Other divine providence, the shooter pulled in front of a restaurant its owner heard on the radio what is happening in the synagogue AND his partner happened to be the synagogue’s preschool director’s boyfriend. They informed the police of the shooter’s location.”
“Shneur, My son-in-law, was reading from the Torah as the first two bullets came flying through the synagogue and touched his head. The bullet only ripped the thread of his kippah-skullcap, but like a helmet, the kippah protected him. When you are busy reading the Torah, the divine providence protects you,” the rabbi recalls all the inexplicable miracles of that day.
“When you face darkness, facing a murderer with a rifle aiming at you, your instinct is to save the children. All I could think was to get the children in the synagogue to safety.

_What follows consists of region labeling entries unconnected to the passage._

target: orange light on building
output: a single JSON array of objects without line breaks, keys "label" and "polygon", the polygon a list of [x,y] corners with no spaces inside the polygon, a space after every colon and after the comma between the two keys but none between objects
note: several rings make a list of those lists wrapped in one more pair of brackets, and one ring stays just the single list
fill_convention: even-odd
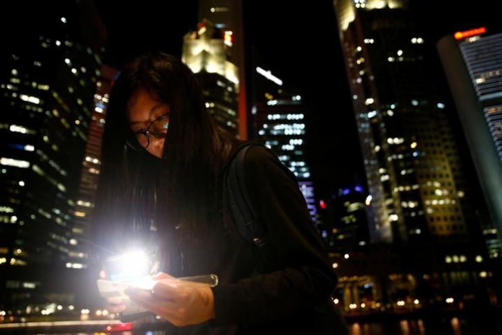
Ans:
[{"label": "orange light on building", "polygon": [[486,33],[486,28],[485,27],[476,28],[476,29],[470,29],[465,31],[458,31],[455,33],[454,36],[455,39],[463,39],[465,38],[470,37],[472,36],[476,36],[476,35],[484,34]]},{"label": "orange light on building", "polygon": [[232,33],[231,32],[225,32],[225,35],[223,37],[225,44],[232,46]]}]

After I saw to the children, not knowing that the shooter already left the building, I saw the faces of my congregants engulfed in fear. I did not know I was bleeding, but I knew I had to inspire my people. At one stage, I grabbed and wrapped my bleeding hands with a Tallit, a fringed garment traditionally worn by religious Jews during prayer. I stood in front of my people and gave a speech to calm them down. I reminded them that ‘In every generation, they stand up against us to destroy us. But the Holy One, Blessed Be He, redeems us from their hands’. That they are not going to defy us. Nothing will take us down!”

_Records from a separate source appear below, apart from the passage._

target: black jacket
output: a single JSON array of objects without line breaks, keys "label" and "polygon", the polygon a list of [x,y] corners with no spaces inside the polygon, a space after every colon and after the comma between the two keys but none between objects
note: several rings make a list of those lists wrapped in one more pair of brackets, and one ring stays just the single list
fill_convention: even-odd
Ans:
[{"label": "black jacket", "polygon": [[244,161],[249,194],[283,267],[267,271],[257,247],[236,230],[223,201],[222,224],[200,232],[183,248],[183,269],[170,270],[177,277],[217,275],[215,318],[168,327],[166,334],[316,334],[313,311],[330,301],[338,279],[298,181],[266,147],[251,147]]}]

Rabbi Goldstein is a father of six and a grandfather of six. He came to settle in Poway on the last day of his Sheva Brachot week, literally ‘the seven blessings,’ also known as birkot nissuin, ‘the wedding blessings,’ in Jewish law are blessings that are recited for a bride and her groom as part of their marriage, taking place in the week that follows a Jewish wedding. “It was a nothing real estate here. Over the last 35 years, we built the synagogue and the community,” the rabbi tells me with gracious pride of the community he built and leads.
Life has changed for Rabbi Yisroel Goldstein. From hereon, he will be busy with public speaking, working to change hearts and minds, bring light to dark places and brighten places with existing light. His son will be leading of the Chabad of Poway congregation in prayer.
It is most apropos to recite Psalm 121: “The Lord will guard you from all harm; He will guard your life. The Lord will guard your going and coming now and forever.”